We used client side dedup (default setup without optional, poorly documented software compression) and our symantec support technican told us not to use more than 3 (three) streams running parallel to the dedup store, as there are some known stability issues when running more than 3 or maximum 4 parallel streams (instead of 16 maximum possible).
Also we use policy based duplicate jobs, which where timed some hours after the backup jobs so that no parallel backup and duplicate jobs would run, because this can also cause some problems with the dedup store.
But nevertheless the throughput into and out from dedup store wasn't as high as with backup-to-disk storage folders.
It was some kind of funny, as the job rate went up and down from 600MB/min to 3000MB/min when doing a duplicate to tape. but no job ever got the "normal" job rate of 3500MB/min when B2D was used.
Again - there was no high cpu, memory or disk I/O usage, and it made no difference if there was just one duplicate job running or two of them.
We also tried to move (or recreate) the dedup-database to(on) another, faster drive to check out if this would give some better throughput - but it made no difference.
Here some information about dedup-compression: http://seer.entsupport.symantec.com/docs/347681.htm
I think dedup was just too new to be released to the public, but that's a problem with nearly every software vendor.

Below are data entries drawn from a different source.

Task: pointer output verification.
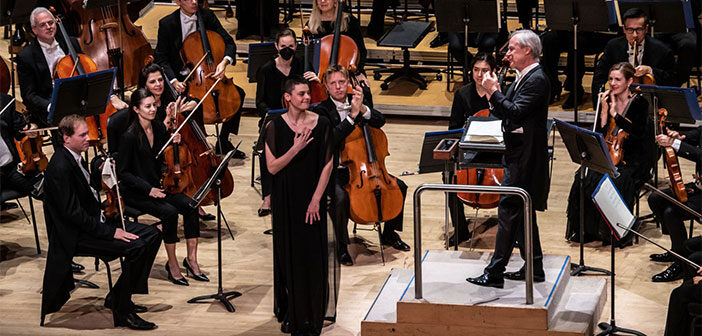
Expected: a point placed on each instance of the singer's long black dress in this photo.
(305, 270)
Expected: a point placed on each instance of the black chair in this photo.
(13, 195)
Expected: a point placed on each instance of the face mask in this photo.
(286, 53)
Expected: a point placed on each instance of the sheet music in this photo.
(612, 207)
(484, 131)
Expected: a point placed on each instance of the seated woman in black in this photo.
(140, 174)
(630, 113)
(468, 100)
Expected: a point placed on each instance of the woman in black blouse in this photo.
(140, 175)
(630, 113)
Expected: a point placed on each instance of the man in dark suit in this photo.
(172, 31)
(345, 112)
(523, 110)
(76, 225)
(672, 217)
(653, 56)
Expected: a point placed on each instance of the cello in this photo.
(225, 100)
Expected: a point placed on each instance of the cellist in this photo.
(344, 112)
(172, 31)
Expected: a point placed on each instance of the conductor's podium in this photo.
(452, 306)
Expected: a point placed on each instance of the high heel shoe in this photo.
(182, 281)
(189, 271)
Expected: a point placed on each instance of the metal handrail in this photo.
(479, 189)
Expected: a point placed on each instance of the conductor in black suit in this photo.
(172, 31)
(523, 110)
(76, 225)
(653, 56)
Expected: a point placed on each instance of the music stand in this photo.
(215, 182)
(11, 15)
(480, 16)
(596, 17)
(588, 149)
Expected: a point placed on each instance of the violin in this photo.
(671, 162)
(225, 100)
(374, 195)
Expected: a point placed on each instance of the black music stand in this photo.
(406, 35)
(479, 16)
(215, 182)
(11, 15)
(595, 17)
(588, 149)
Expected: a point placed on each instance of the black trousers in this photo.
(672, 217)
(139, 255)
(339, 210)
(167, 210)
(510, 230)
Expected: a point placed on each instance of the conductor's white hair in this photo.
(527, 38)
(33, 20)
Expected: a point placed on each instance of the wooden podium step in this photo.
(452, 306)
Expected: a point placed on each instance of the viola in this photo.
(225, 100)
(671, 162)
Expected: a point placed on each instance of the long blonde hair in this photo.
(315, 23)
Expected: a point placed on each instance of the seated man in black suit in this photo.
(653, 56)
(172, 31)
(344, 112)
(76, 225)
(672, 217)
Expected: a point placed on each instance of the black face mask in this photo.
(286, 53)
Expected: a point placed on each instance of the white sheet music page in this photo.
(612, 207)
(484, 131)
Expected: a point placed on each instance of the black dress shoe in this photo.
(487, 280)
(132, 321)
(520, 275)
(345, 259)
(182, 281)
(76, 267)
(672, 273)
(189, 271)
(662, 257)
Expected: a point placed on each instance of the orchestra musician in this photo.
(140, 174)
(76, 225)
(269, 94)
(523, 110)
(299, 154)
(468, 100)
(653, 56)
(629, 112)
(172, 31)
(344, 112)
(672, 217)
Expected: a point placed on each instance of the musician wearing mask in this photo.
(345, 111)
(621, 111)
(523, 110)
(75, 225)
(671, 216)
(652, 56)
(172, 31)
(140, 173)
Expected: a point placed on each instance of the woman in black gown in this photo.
(299, 157)
(630, 113)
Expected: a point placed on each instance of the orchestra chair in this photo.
(14, 195)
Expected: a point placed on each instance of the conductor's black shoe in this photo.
(487, 280)
(662, 257)
(520, 275)
(76, 267)
(132, 321)
(672, 273)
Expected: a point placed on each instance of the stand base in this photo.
(223, 297)
(611, 329)
(579, 269)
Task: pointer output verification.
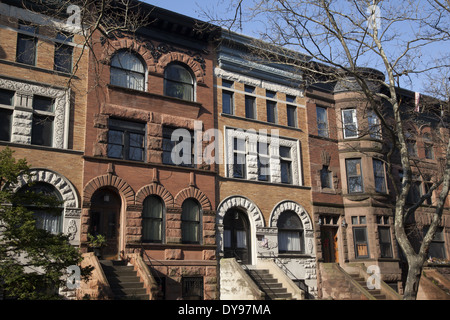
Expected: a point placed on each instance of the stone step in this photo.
(123, 280)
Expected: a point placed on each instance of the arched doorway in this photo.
(105, 220)
(236, 236)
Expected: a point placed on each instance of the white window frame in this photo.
(355, 123)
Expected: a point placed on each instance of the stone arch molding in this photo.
(252, 210)
(62, 185)
(195, 193)
(109, 180)
(154, 189)
(156, 58)
(288, 205)
(71, 211)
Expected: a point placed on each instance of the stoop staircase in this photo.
(269, 285)
(374, 292)
(124, 281)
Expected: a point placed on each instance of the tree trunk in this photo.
(413, 279)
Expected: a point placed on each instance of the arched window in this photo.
(49, 219)
(178, 82)
(127, 71)
(153, 220)
(290, 233)
(190, 221)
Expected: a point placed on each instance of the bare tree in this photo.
(343, 40)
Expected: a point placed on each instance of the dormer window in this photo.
(178, 82)
(127, 71)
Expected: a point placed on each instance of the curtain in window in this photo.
(48, 221)
(178, 82)
(290, 232)
(289, 241)
(241, 239)
(127, 71)
(152, 216)
(190, 221)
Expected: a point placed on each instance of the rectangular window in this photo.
(250, 103)
(271, 106)
(192, 288)
(43, 119)
(286, 165)
(26, 45)
(374, 125)
(263, 162)
(178, 147)
(325, 178)
(126, 140)
(227, 98)
(5, 124)
(239, 158)
(415, 192)
(350, 123)
(429, 153)
(63, 53)
(6, 112)
(427, 186)
(322, 122)
(384, 234)
(379, 177)
(354, 175)
(361, 244)
(291, 111)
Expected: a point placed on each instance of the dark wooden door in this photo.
(237, 236)
(329, 244)
(105, 220)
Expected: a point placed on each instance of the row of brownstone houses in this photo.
(288, 185)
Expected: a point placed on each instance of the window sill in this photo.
(35, 68)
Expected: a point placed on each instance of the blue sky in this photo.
(195, 8)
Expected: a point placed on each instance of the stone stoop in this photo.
(124, 281)
(269, 285)
(374, 292)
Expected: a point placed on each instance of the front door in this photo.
(105, 214)
(329, 244)
(236, 236)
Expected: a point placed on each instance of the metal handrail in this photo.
(143, 252)
(300, 283)
(255, 274)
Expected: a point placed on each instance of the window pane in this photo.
(115, 137)
(63, 58)
(6, 97)
(378, 171)
(271, 111)
(5, 124)
(250, 111)
(285, 152)
(43, 103)
(354, 177)
(286, 172)
(322, 122)
(178, 82)
(152, 219)
(350, 124)
(26, 49)
(325, 177)
(385, 242)
(292, 116)
(127, 71)
(227, 102)
(42, 131)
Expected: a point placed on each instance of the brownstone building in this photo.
(150, 94)
(264, 218)
(43, 107)
(353, 196)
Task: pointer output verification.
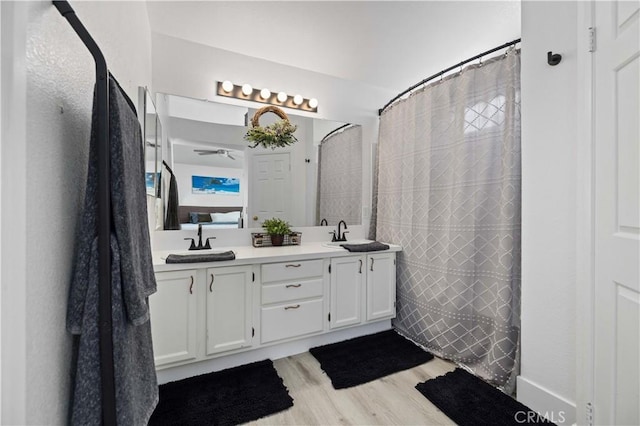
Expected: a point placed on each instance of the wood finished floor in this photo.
(391, 400)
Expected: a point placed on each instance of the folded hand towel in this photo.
(200, 257)
(374, 246)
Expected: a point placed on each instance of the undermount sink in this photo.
(339, 243)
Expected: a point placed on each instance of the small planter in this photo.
(277, 240)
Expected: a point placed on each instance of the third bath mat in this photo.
(469, 401)
(363, 359)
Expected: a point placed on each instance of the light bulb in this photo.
(227, 86)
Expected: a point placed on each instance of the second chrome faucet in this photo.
(200, 246)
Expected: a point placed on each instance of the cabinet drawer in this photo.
(291, 320)
(291, 270)
(285, 292)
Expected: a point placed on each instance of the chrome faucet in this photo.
(341, 236)
(200, 246)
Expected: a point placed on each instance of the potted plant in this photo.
(277, 229)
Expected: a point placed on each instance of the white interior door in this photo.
(270, 188)
(617, 213)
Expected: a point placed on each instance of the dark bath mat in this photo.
(363, 359)
(469, 401)
(227, 397)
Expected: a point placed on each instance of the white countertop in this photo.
(249, 255)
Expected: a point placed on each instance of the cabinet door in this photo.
(381, 286)
(346, 290)
(173, 317)
(229, 315)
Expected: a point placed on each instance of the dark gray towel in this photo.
(374, 246)
(132, 280)
(200, 257)
(135, 375)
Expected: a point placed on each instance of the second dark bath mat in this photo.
(228, 397)
(363, 359)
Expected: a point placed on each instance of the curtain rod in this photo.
(438, 74)
(105, 326)
(336, 130)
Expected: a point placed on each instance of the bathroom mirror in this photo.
(217, 174)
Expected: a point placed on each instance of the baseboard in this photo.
(546, 403)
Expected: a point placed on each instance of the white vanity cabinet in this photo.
(365, 279)
(292, 299)
(201, 313)
(212, 315)
(173, 317)
(229, 308)
(381, 286)
(346, 291)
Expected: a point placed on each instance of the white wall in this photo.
(187, 198)
(549, 186)
(45, 161)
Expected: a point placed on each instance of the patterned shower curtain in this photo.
(340, 177)
(448, 191)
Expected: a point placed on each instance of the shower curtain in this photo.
(340, 177)
(448, 191)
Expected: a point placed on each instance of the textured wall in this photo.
(549, 189)
(59, 86)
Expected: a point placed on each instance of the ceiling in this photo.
(390, 44)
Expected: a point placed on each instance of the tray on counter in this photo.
(260, 239)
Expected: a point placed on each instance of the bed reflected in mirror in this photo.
(223, 183)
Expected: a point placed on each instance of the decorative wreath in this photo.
(276, 135)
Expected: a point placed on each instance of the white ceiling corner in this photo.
(388, 44)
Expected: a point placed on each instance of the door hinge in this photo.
(592, 39)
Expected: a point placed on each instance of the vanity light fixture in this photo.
(248, 93)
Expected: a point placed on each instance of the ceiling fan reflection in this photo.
(223, 152)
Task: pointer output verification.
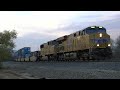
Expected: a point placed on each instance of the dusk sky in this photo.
(37, 27)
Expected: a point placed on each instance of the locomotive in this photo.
(90, 43)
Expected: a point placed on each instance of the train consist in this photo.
(90, 43)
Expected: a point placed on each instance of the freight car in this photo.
(90, 43)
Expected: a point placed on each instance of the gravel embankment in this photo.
(66, 70)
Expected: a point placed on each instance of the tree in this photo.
(117, 47)
(7, 44)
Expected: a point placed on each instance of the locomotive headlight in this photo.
(100, 34)
(109, 45)
(98, 45)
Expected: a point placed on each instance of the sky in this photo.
(37, 27)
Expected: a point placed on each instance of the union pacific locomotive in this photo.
(90, 43)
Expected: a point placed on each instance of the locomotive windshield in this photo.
(95, 30)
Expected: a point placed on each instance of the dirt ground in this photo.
(60, 70)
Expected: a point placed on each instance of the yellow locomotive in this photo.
(90, 43)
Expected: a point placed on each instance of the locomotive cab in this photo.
(99, 41)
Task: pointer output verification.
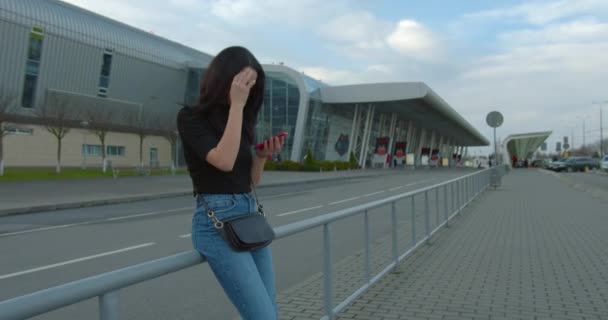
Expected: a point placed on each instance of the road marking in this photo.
(92, 222)
(11, 275)
(148, 214)
(345, 200)
(283, 195)
(45, 228)
(373, 193)
(299, 211)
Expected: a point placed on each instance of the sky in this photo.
(542, 64)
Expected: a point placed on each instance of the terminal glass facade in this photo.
(280, 110)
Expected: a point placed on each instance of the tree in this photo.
(7, 104)
(140, 123)
(100, 123)
(56, 120)
(168, 128)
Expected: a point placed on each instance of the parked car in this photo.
(541, 163)
(575, 164)
(604, 163)
(557, 165)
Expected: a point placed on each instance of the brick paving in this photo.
(534, 249)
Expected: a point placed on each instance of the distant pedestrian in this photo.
(218, 137)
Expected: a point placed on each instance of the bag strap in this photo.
(255, 196)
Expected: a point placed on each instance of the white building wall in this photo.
(40, 149)
(337, 125)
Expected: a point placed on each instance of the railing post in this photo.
(368, 272)
(108, 306)
(437, 206)
(413, 220)
(394, 225)
(445, 204)
(452, 198)
(427, 217)
(327, 275)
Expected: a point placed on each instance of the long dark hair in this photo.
(214, 101)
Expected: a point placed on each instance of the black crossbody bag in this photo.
(246, 232)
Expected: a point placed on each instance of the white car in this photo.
(604, 163)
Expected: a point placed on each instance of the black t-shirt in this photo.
(198, 138)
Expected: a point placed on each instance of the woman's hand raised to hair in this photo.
(271, 146)
(241, 85)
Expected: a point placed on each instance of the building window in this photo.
(94, 150)
(19, 131)
(115, 151)
(32, 68)
(104, 75)
(91, 150)
(193, 86)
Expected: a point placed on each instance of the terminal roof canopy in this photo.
(413, 101)
(524, 144)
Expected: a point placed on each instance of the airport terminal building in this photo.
(99, 79)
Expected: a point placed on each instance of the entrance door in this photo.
(154, 158)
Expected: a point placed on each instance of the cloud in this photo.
(344, 76)
(411, 38)
(303, 13)
(543, 12)
(577, 31)
(360, 29)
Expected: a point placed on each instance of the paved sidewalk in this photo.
(34, 196)
(534, 249)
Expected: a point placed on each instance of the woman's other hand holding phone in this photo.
(271, 146)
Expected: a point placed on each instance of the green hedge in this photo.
(310, 166)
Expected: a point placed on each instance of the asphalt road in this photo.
(46, 249)
(593, 179)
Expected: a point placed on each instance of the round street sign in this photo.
(494, 119)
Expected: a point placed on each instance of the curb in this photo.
(95, 203)
(580, 186)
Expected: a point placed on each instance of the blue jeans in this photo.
(247, 277)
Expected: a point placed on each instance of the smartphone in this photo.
(260, 146)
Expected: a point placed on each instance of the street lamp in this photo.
(176, 160)
(601, 103)
(583, 118)
(84, 148)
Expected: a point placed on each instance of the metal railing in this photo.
(106, 286)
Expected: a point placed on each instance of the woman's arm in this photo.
(271, 146)
(223, 156)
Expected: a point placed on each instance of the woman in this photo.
(218, 135)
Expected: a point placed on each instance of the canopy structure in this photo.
(414, 101)
(523, 145)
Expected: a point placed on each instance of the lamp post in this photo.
(583, 118)
(84, 148)
(601, 104)
(176, 160)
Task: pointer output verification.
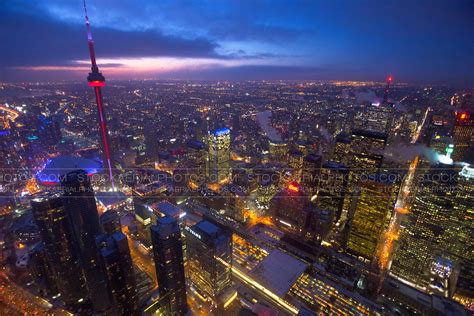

Otherwise "Puredisk" is on the market for a long time, and it works fine as far as I know. Migrating it to the Windows platform and integration into BE2010 as a logical tape library was a nice idea, but not implemented perfectly.
Symantec supports still needs more feedback from customers experiencing dedup problems, but most of the customers don't have the time to be a guinea pig - specially not in productive environments.